7 Ağustos 2011 Pazar

Antiochia

Bir gün Asmalı'da bir restorana gittik, hayatım değişti. Şaka şaka tabi bu dediğim ama Antiochia hayatıma öyle bir girdi ki...

Galata'dan Asmalı'ya doğru yol aldığımızda ayaklarımız bizi hep aynı yere götürdü. Dükkana gelip, buralarda nerde ne yesek diye soranlara tavsiye edildi.
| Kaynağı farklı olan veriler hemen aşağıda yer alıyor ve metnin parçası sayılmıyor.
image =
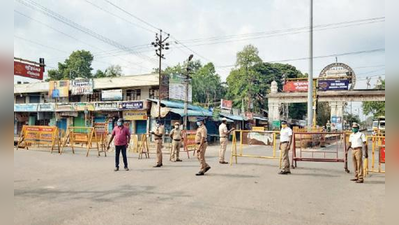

Mano furyasından sonra, kendisini tanımayanlar ile onu tanıştırmak ise hep en keyiflisiydi...



Mütevazi menüsü kısa ve net! Restoranda sunulan Antakya'nın birbirinden değişik mezeleri de, Antakya'dan getirilen ve şiş ya da dürüm şeklinde sunulan özel etleri de acayip lezzetli. Yalnız leziz oldukları kadar acılar... Mezesinden etine, (acıyı bastırmak için iki lokma ekmek yiyeyim diyeceklere) ekmeğine kadar acı. Sokağa dökülmüş masalarında rakı sofrası keyfi garsonların ilgi alakasıyla, üstüne yağ sıçrasa, Süleyman Abi'nin bu duruma bile el atmasıyla Antiochia'nın gönlümde, gönlümüzde! yeri ayrı. Sokaktaki masaları olmadan kendisi neye dönüşür bilmem ama biz yine gideriz, muammara ve humus eşliğinde şiş etimizi yeriz gibime geliyor.